PZY | 漏桶限流器原理及算法实现

29Sep 2022

漏桶限流器原理及算法实现

1970 words - 10 mins

对于大规模的分布式系统，面对不断波动的网络流量，有可能因瞬时巨额流量导致系统挂掉或雪崩。为保证分布式系统高可用，限流是一项必备手段。通常限流方式有限制总并发数、限制瞬时并发数和限制时间窗口内的平均速率等等。限流是依靠限流算法来实现，主要有固定时间窗口、滑动时间窗口、漏桶算法和令牌桶算法 4 种限流算法。本文只讨论漏桶算法原理及实现。

漏桶限流原理

假设有这样一只水桶，以固定的速度向外流出水的同时，接受外部不定速度的水流入，当水流入速度过大，桶中的水超出水桶容量时，多余的水直接溢出桶外。如下图所示（图片摘自网络）。

漏桶限流图示

上述模型对应到分布式系统，水流相当于网络请求，水桶相当于服务器。网络请求到达服务器后，先将请求进行排队（流入水桶），然后以固定的速率处理请求（流出水桶）。同时，服务器能承受排队中的请求数也有最大容量，当因网络请求量过大，排队中的请求数超出最大容量时，后续到达服务器的网络请求不再处理，直接丢弃（溢出）。

漏桶限流算法可以粗略的认为就是注水漏水过程，往桶中以一定速率流出水，以任意速率流入水，当剩余水量超过桶容量则丢弃，因为桶容量是不变的，保证了整体的速率。所以漏桶算法天生不会出现临界问题。

漏桶算法实现

漏桶限流算法有很多种实现，本文基于计数原理来实现。

计数原理就是当请求到达时，基于当前时间和固定的处理速率来计算该请求应该等待多长时间（假设为 t）才能被处理，当 t 大于该请求可等待的最大时长，则直接将该请求丢弃。

现在基于计数原理进行算法建模，该模型主要有 3 个变量：

1、请求处理速率，即水桶漏出速率 leakRate，该值代表间隔多久时间处理一个请求（注意不是处理请求的时间）。比如模型初始化时设定leakRate = 100ms，意味着处理 1 个请求后，需要等待 100ms 才能处理下一个请求。

2、桶最大容量，即 bucketCapacity，代表最多允许多少个请求排队，超过该值就直接返回，不用等待了。实际应用中，可以通过请求可等待的最大时长与请求处理速率估算出该值。

3、最近一个入桶的请求处理时间，设为lastTimestamp。这里的时间是指最近一个进入桶排队的请求被处理的时间点，该请求可能已被处理，也可能未被处理，但不是指请求处理时长。该值有两个作用：

计算下一个请求（将）被处理的时间点；
结合当前时间和请求处理速率，估算当前还有多少个请求等待被处理;

那么，计数原理是如何实现漏桶限流呢？

假设有一个空的漏桶，容量大小为 bucketCapacity=5，以 leakRate=100ms 的速率漏出（处理）请求。现在同时有 5 个请求流入桶中，我们通过计数原理，来计算每个请求预处理时间以及等待时间：

第 1 个请求，不用等待，直接被处理。处理时间就是当前时间（nowTime），有lastTimestamp=nowTime；
第 2 个请求，因第 1 个请求已排队并被处理，那么需要按处理速率（leakRate）等待 100ms，即预处理时间就是第 1 个请求被处理时间 + leakRate ，即 lastTimestamp=nowTime + 100ms；
第 3 个请求，因第 2 个请求仍在排队，所以应在第 2 个请求被处理后，再等待 100ms 才能被处理，相对于当前时间等待 200ms，即预处理时间就是lastTimestamp=nowTime + 200ms；

后续的第 4、5 个请求依次类推，可得出如下图示请求时间轴：

漏桶限流请求时间轴图示

以上情况是假设在空桶的状态下，同时流入了 5 个请求，从第 2 个请求开始，预处理时间都在前一个请求被处理时间上 + leakRate。但如果第 6 个请求是在第 5 个请求进入 50ms 后才进入，那么该请求的预处理时间如何计算？应先计算当前时间距离上次被处理时间的间隔（delta），然后再跟leakRate进行比较，得到差值，最后补全该差值。

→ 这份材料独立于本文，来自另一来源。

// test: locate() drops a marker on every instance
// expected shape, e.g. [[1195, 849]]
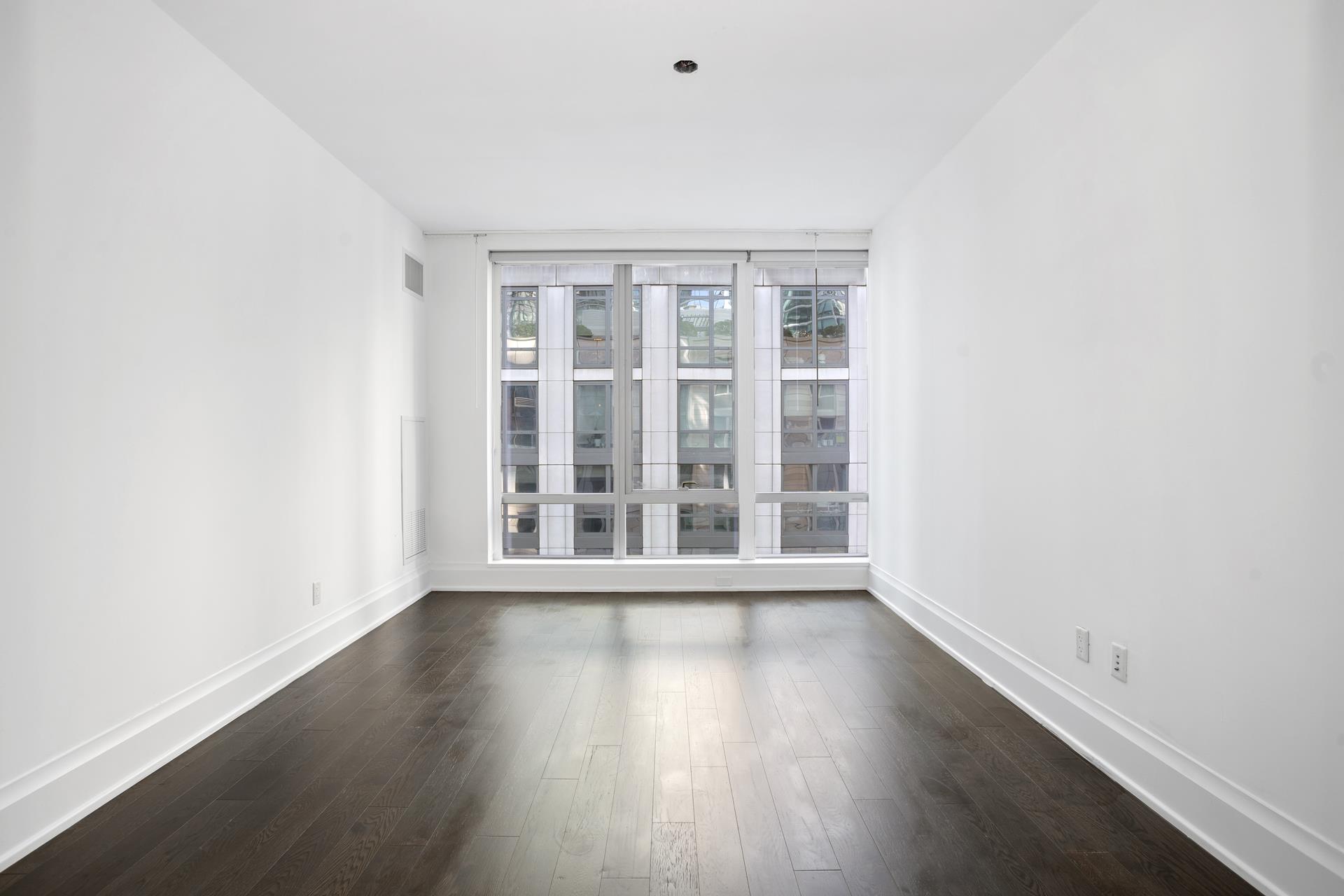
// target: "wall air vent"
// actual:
[[414, 277]]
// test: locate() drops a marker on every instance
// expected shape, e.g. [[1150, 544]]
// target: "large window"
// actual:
[[705, 326], [625, 390]]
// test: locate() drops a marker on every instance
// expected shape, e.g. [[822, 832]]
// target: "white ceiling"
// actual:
[[533, 115]]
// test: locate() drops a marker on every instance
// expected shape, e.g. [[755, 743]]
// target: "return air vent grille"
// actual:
[[414, 279]]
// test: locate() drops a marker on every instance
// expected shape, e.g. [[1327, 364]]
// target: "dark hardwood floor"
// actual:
[[612, 745]]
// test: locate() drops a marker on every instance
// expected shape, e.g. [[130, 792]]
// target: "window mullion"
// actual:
[[743, 403], [622, 424]]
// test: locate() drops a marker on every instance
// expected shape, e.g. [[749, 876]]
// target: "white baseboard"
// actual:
[[1264, 846], [803, 574], [41, 804]]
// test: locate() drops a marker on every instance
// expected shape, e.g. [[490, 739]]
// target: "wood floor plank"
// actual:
[[914, 850], [609, 719], [706, 736], [484, 864], [629, 833], [533, 864], [293, 869], [429, 804], [244, 867], [578, 869], [644, 680], [797, 723], [514, 794], [673, 869], [729, 745], [764, 850], [672, 761], [718, 843], [864, 869], [734, 723], [799, 817], [168, 855], [841, 746], [822, 883], [571, 742]]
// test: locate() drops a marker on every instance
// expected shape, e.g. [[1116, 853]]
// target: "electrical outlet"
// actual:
[[1120, 662]]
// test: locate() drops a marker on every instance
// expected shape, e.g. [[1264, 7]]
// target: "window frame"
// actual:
[[626, 500], [606, 351]]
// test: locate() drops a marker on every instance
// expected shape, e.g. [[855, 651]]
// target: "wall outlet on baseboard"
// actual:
[[1119, 662]]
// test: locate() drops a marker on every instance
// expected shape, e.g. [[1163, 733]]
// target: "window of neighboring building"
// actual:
[[519, 421], [521, 327], [592, 418], [815, 477], [816, 327], [705, 416], [707, 528], [815, 528], [815, 416], [593, 326], [705, 327], [522, 535]]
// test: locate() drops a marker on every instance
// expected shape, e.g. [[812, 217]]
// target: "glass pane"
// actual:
[[558, 530], [811, 381], [519, 418], [705, 476], [796, 318], [694, 331], [695, 406], [521, 326], [685, 402], [592, 415], [815, 477], [707, 530], [832, 327], [723, 328], [638, 327], [554, 318], [824, 527], [590, 479], [592, 327], [522, 535], [521, 479]]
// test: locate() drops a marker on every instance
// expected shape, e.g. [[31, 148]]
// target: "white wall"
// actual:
[[204, 352], [1114, 397]]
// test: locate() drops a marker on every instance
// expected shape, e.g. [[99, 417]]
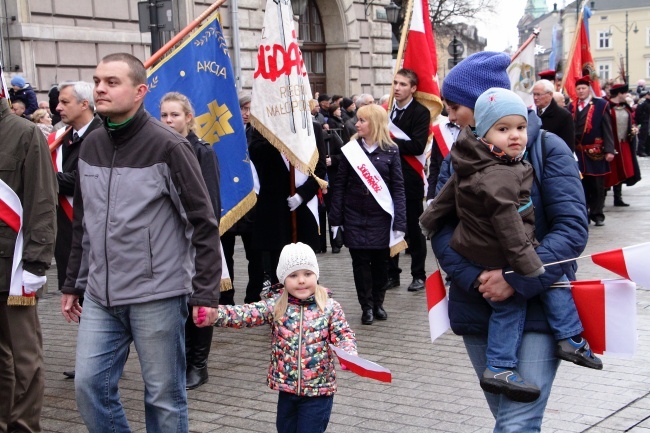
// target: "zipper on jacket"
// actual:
[[108, 209], [299, 359]]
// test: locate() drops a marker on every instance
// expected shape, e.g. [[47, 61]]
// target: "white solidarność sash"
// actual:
[[11, 213], [375, 183]]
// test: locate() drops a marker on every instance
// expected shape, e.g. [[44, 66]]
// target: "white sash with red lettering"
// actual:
[[11, 213], [378, 189], [65, 201]]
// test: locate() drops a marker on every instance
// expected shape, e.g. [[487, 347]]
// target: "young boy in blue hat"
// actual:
[[490, 193]]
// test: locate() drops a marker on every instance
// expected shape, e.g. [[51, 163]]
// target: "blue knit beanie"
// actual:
[[18, 81], [494, 104], [474, 75]]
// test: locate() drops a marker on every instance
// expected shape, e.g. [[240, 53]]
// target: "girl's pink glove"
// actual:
[[201, 316]]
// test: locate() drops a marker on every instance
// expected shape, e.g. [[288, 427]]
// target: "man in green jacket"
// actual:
[[27, 230]]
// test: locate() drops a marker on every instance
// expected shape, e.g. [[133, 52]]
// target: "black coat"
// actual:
[[414, 122], [209, 170], [558, 120], [366, 225], [272, 229], [66, 180]]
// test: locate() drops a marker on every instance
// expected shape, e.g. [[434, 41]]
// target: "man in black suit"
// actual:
[[555, 119], [413, 119], [76, 108]]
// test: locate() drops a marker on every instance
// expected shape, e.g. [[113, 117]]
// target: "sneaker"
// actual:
[[578, 353], [508, 382]]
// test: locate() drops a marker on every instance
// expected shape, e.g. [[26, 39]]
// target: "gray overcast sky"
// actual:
[[503, 31]]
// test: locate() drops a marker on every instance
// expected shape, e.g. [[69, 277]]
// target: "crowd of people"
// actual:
[[134, 231]]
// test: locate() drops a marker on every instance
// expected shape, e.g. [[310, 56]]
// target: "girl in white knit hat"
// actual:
[[304, 322]]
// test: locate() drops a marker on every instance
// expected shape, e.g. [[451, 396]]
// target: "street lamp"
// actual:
[[627, 51]]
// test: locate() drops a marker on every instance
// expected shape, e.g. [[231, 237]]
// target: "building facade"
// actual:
[[619, 33], [346, 43]]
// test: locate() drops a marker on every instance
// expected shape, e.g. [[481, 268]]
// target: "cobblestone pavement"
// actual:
[[434, 388]]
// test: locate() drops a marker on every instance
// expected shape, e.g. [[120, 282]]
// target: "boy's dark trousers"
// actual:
[[303, 414]]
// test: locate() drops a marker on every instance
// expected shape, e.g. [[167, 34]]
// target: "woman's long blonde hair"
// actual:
[[378, 119], [185, 103], [320, 294]]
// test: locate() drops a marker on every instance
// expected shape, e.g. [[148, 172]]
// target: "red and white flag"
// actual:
[[629, 262], [362, 367], [421, 57], [437, 305], [607, 309]]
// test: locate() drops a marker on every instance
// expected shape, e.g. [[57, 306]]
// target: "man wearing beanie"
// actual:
[[411, 118], [560, 227], [22, 91], [594, 146]]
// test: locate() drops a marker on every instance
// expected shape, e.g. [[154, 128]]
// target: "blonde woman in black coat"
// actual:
[[355, 209]]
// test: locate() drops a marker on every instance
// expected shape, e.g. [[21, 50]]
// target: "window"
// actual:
[[604, 39], [603, 72]]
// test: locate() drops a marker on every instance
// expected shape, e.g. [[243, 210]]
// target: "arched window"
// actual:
[[313, 47]]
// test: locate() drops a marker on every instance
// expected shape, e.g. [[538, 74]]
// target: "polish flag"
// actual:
[[437, 305], [629, 262], [607, 309], [362, 367]]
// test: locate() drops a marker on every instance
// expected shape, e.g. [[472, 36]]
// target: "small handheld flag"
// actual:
[[362, 367]]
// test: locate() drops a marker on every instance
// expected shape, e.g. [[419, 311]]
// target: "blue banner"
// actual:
[[200, 69]]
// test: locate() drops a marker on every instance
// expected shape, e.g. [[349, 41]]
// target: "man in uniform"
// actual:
[[594, 146]]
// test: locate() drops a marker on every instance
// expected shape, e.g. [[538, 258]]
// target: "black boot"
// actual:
[[197, 355]]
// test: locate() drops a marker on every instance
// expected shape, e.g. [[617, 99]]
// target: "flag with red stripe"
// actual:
[[437, 305], [629, 262], [607, 309], [362, 367]]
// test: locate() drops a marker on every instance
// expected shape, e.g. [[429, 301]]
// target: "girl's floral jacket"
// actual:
[[301, 360]]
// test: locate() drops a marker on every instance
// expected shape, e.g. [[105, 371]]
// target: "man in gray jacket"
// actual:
[[27, 214], [145, 244]]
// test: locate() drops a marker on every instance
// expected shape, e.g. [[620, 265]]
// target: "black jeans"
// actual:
[[594, 187], [255, 268], [303, 414], [416, 241], [369, 270]]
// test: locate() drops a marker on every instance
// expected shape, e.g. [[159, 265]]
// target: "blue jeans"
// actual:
[[508, 318], [298, 414], [158, 330], [537, 364]]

以下为每次请求进入后，计算请求（预）处理时间的算法实现：

/// <summary>
/// Evaluation (current request) execution time
/// </summary>
/// <param name="nowTimestamp">current time</param>
/// <param name="lastTimestamp">last exection time</param>
long EvaluateExectionTimestamp(long nowTimestamp, long lastTimestamp)
{
    if (nowTimestamp < lastTimestamp)
    {
        // It means that there are already requests in the queue,
        // so the time for new requests to be processed after they come in and queue up is after the _leakRate
        lastTimestamp += _leakRate;
    }
    else
    {
        // Indicates that the bucket is empty, maybe the initial state, or maybe all requests have been processed.
        //How long to wait for the time to wait for the request to be processed
        long offset = 0;

        //Represents how long the current time has passed since the last time the request was processed
        long delta = nowTimestamp - lastTimestamp;

        if (delta < _leakRate)
        {
            //Indicates that it is not yet time to process the next request, you need to wait for the offset
            offset = _leakRate - delta;
        }
        //If delta >= _leakRate, indicates that the current time has exceeded the _leakRate time since the last time the request was processed,
        //the offset should be 0, and the new request should be processed immediately.

        //Update the time when the request should be processed
        lastTimestamp = nowTimestamp + offset;
    }

    return lastTimestamp;
}

如何计算桶满了？

根据当前时间nowTime，和桶中排队的最后一个请求被处理时间lastTimestamp之间的差值wait = lastTimestamp - nowTime，再除以请求处理速率leakRate，计算出正在等待被处理的请求数量qty = wait / leakRate，最后与bucketCapacity进行比较即可。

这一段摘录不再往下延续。